Making epithets into monikers is a way of fighting back, but with good humor so that things don't get too hot. It is also a way of pointing out the hyperbole and bad manners of one's opponents. And it is good theatre, which appeals to the ham in each of us.

So of course, liberals (at least those with a sense of humor) are going to proclaim themselves proud moonbats. And since humor is widely distributed, one would expect similar reactions to epithets hurled at the Right. The best epithet for the Right seems to be 'wingnut', named after a kind of bolt nut with 'wings' allowing it to be readily tightened or loosened by hand. Right wing people have picked it up, e.g., Rick Moran's Right Wing Nuthouse, but many presumably apolitical people have as well, from tattoo parlors to the Wichita wingnut baseball team.
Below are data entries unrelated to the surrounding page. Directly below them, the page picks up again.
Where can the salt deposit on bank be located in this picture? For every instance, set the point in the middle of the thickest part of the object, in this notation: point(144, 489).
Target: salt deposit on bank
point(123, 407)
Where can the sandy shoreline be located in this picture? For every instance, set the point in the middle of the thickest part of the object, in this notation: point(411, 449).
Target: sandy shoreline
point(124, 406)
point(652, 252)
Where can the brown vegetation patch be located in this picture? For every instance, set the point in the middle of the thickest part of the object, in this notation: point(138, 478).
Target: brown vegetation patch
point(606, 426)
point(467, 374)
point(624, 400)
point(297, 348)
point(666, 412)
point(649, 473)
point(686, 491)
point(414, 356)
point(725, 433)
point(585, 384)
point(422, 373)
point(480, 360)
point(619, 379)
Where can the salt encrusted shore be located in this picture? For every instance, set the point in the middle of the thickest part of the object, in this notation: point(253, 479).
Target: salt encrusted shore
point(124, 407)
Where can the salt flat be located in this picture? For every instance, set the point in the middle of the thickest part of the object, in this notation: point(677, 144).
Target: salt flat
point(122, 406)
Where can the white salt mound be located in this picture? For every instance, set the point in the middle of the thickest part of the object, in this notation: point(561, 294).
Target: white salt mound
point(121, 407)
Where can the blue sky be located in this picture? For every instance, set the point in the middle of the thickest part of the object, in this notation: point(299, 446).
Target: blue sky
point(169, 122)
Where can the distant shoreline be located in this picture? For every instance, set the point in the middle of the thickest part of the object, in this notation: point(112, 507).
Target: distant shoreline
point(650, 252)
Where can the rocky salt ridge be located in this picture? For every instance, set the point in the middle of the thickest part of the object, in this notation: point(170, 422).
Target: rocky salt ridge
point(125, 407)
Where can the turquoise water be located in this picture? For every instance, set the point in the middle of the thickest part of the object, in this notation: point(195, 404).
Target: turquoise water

For those who feel competitive, on 9 May 2012, Google counted "about 1,210,000" hits for 'liberal moonbat' and "about 3,460,000" for 'right wingnut', further evidence (a thought that would appeal to both sides) (which tells you something about both sides) that the wingnuts are winning.

But we moonbats are very stubborn. So with no further ado, this is a site with information about moonbats, wingnuts, mugwumps, and other political beasts. This is not a blog - I'm too lazy and self-absorbed to handle comments - but rather a site of opinions, occasional facts, links, and other resources. I hope it proves interesting and occasionally useful.